The Holocaust: the past and the present
The voice of the aged woman describing her decision not to give her grandmother sleeping pills to ease her suffering on the train steaming toward Dachau as students and teachers stood motionless before the screen encapsulated the horror of the Holocaust.
That was the scene as a group of Garden students visited the Harriet and Kenneth Kupferberg Holocaust Research Center at Queensborough Community College. Our visit was enhanced by the presence of Mark Kupferberg, Garden class of 1973, whose family provided the funds for this project. Mark’s two sisters, Anne, Garden class of 1974 and Sarah, who attended Garden , all were present for the opening of the research center earlier this fall. You may also recognize the Kupferberg name from the Kupferberg Center for the Arts at Queens College.
The Research Center combines exhibits, a library, lectures, and most importantly, the testimony of Holocaust survivors. After viewing a short film about the search for a family after the war, our students were taken on a tour of the center, which include art works, interactive screens detailing the history of the Holocaust; they also had the opportunity to ask questions of the Center’s Executive Director, Dr. Arthur Flug.

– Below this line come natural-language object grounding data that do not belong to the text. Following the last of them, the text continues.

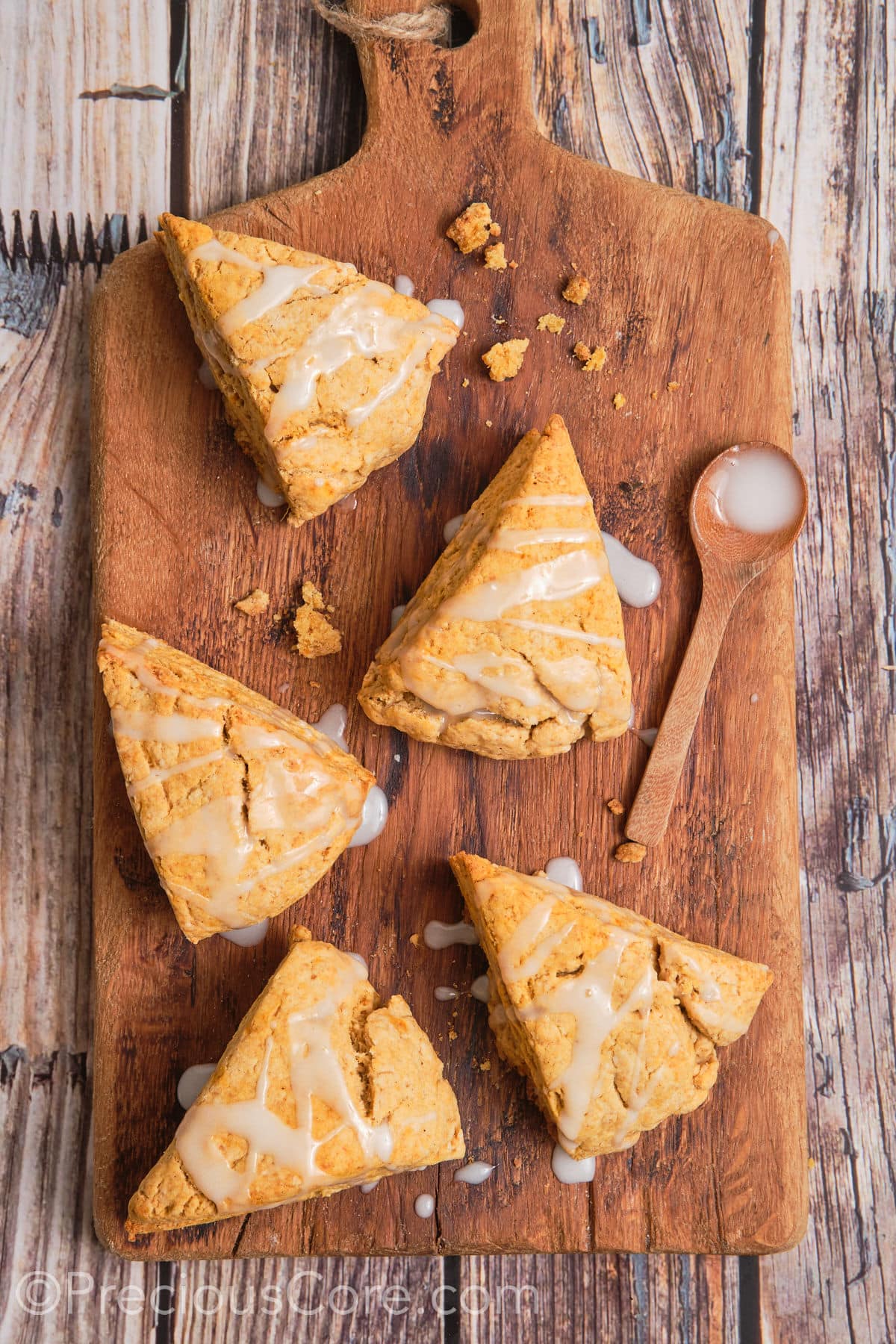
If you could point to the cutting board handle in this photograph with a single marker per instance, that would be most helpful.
(418, 92)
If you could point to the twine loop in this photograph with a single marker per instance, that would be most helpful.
(430, 25)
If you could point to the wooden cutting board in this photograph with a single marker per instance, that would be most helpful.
(684, 292)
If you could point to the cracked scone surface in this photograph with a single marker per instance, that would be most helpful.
(613, 1021)
(324, 373)
(242, 806)
(514, 644)
(320, 1089)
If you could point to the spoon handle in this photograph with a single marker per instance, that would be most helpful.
(649, 815)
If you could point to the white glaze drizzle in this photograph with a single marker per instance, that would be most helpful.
(473, 1174)
(314, 1073)
(551, 581)
(281, 800)
(453, 527)
(332, 724)
(373, 819)
(438, 934)
(250, 936)
(568, 1171)
(588, 996)
(358, 326)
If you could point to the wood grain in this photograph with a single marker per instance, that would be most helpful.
(74, 148)
(835, 196)
(732, 1177)
(820, 67)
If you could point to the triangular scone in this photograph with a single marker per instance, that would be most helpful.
(242, 806)
(324, 373)
(320, 1089)
(612, 1019)
(514, 643)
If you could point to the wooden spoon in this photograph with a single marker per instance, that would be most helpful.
(729, 559)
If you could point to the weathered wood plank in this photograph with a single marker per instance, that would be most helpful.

What gives this Holocaust Center a special focus is that in the lecture room, there are striking visual exhibits detailing the seven major holocausts of the twentieth century. This part of the center has particular value in furthering the missions which is to foster the historical memory of the Holocaust but also to understand that throughout history there have been numerous other examples of this kind of human behavior. The center also presents further information on current hate crimes as it works toward fulfilling both its historical mission and to help student understand the cause of this type of behavior so that holocausts can be removed from the palette of human behavior.